Is This the Lost Egyptian City of Pi-Ramesses? (Video)


In 1941, the unveiling of a dozen royal Egyptian tombs at the ancient city of Tanis in the Nile Valley captured the imagination of archaeologists. French Egyptologist Pierre Montet’s discoveries hinted at the possibility that Tanis might be the long-sought Pi-Ramesses. The site boasted granite blocks inscribed with the royal cartouche of Ramses II, signifying its historical significance. The grandeur extended to a giant temple's half-buried ruins, which earlier archaeologists had stumbled upon. The city's allure deepened with the unearthing of gold vessels and a silver coffin within the tombs.
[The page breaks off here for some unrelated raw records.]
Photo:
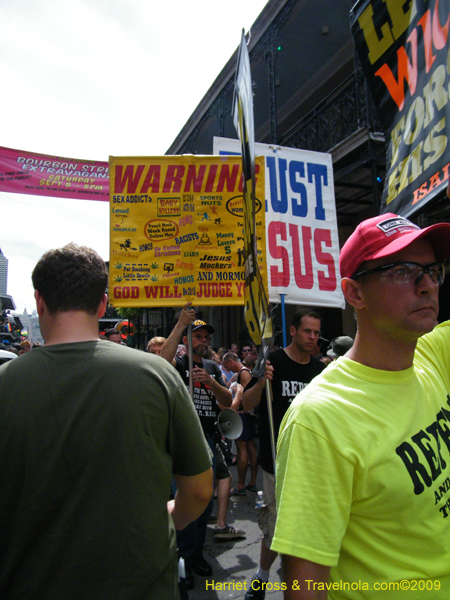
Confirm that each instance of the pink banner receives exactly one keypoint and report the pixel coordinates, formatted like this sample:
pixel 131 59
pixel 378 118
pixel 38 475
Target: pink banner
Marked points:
pixel 43 175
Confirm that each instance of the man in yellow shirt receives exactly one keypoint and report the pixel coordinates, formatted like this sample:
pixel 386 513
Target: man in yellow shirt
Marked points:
pixel 363 463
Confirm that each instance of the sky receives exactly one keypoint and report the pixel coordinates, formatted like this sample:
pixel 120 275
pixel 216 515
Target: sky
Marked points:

As the narrative unfolded, Tanis appeared to be a pivotal part of Ramses II's legacy.

The assumption gained traction as the sprawling site showcased colossal statues, including the impressive Colossus featuring Ramses II in person. Montet's remarkable finds seemed to solidify Tanis as the lost city of Pi-Ramesses II. However, the prevailing theory faced a setback with emerging evidence, throwing the pursuit of Ramses's Lost City into renewed uncertainty. The ongoing exploration at Tanis, with its granite blocks echoing the past, continues to be a captivating archaeological saga, prompting scholars to reassess the historical puzzle of this intriguing ancient city.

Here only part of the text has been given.